I softened my glare to a sneer and took it. My sister looked her usual brand of free spirit: long skirt, tight, white tee shirt, hair piled to one side, held loosely in place with what looked like bejeweled chopsticks, gigantic hoop earrings she’d pilfered from me. I took a sip, eyeing her over the rim. “Five minutes.”

She pulled a face at me. “Ivy’s mom and grandmother are coming to town, and I think we should have them over for dinner. And I think you should cook. Thoughts?”

I swallowed. “No. NO.”

“Yes,” she said, nonplussed. “We should do this for Ivy. Let’s do it on Sunday. And we’ll invite Mom and Dad. It will be nice. It will be perfect.” Mia stared at me.

“No. In what world would it be perfect? I can’t do that.”

“Yes, you can. I’ll help you. We can eat on the patio.

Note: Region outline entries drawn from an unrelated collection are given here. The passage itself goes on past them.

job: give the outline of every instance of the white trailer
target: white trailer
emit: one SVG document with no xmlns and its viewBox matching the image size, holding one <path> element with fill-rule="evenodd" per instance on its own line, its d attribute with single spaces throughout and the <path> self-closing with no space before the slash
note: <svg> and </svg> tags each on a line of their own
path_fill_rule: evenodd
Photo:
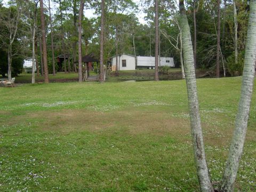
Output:
<svg viewBox="0 0 256 192">
<path fill-rule="evenodd" d="M 160 66 L 168 66 L 170 67 L 174 67 L 174 62 L 173 58 L 167 58 L 161 57 L 160 60 Z"/>
<path fill-rule="evenodd" d="M 173 58 L 169 57 L 159 58 L 158 66 L 174 67 Z M 137 56 L 136 57 L 137 69 L 155 69 L 155 57 Z"/>
</svg>

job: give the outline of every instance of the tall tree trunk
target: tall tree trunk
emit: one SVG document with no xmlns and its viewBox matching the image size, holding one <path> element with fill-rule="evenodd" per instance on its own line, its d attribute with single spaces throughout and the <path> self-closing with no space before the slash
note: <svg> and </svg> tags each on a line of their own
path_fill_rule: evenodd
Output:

Let’s have those great kabobs you barbeque with the chicken and the shrimp…and I’ll make a salad.”

I stared at her, my mind screaming, no, no, no way! But out of my mouth came, “I’m not sure about kabobs…and you can’t make a salad.”

My sister smiled in annoying triumph and headed for the door. “I’ll leave the details to you. And…I haven’t mentioned it to Ivy yet. I leave that to you, too. You’re the best, Bo. I don’t care what anyone says.” She checked her watch. “That only took two minutes.” Then she grinned and was gone.

It was like a microburst—a two-minute microburst—had come out of nowhere and leveled my unsuspecting morning. I cannot entertain for strangers. I can’t…not with kabobs…not on a Sunday…THIS Sunday! What was Mia thinking? I set down my tea, but I needed both hands to do it without spilling, and I still sloshed a little onto my drawing. Then I dropped my head into my suddenly sweating palms. The wave was rising, rising. The breathless, fear-soaked crescendo of prickled emotion would soon overtake me unless I could breathe it back down, crush it back into its hole with my concentration. In…two, three, four. Out…two, three, four. In…breeeeeathe. Out…blooooow. I rubbed circles into my moist temples for a long time counting my breaths. You can do this . You can get past this moment. You can even tell Mia no if you really want to . Breathe. Just breathe. When I finally felt stability lift its weak head, I nearly wept with relief. That was a close one. Panic averted. Good job, Bo.

But now I needed a shower.

I pride myself on handling things like this without the aid of pharmaceuticals. The tradeoff, however, is time spent on unscheduled grooming, a disrupted creative process, and the apparently inevitable obsessive thoughts that have spring-boarded from this turn of events: Ivy’s family is coming, and my ridiculous sister has left it to me to inform her of our earthshattering plan.

Forty minutes later, I was still so annoyed with Mia that I was overly rough in my flossing—a task not technically necessary after this impromptu shower, but such an integral part of my grooming routine that a departure from it now would have left me at odds with myself.

When I finished, I wiped down the mirror, the sink, the fixtures and gathered the laundry. At 10:36, the bathroom was put back together, I was put back together and feeling at emotional status quo as well. Give or take a pause.

I could tell Mia no. But the truth was her idea was a good one. I sighed and went to find Ivy…by way of the laundry room.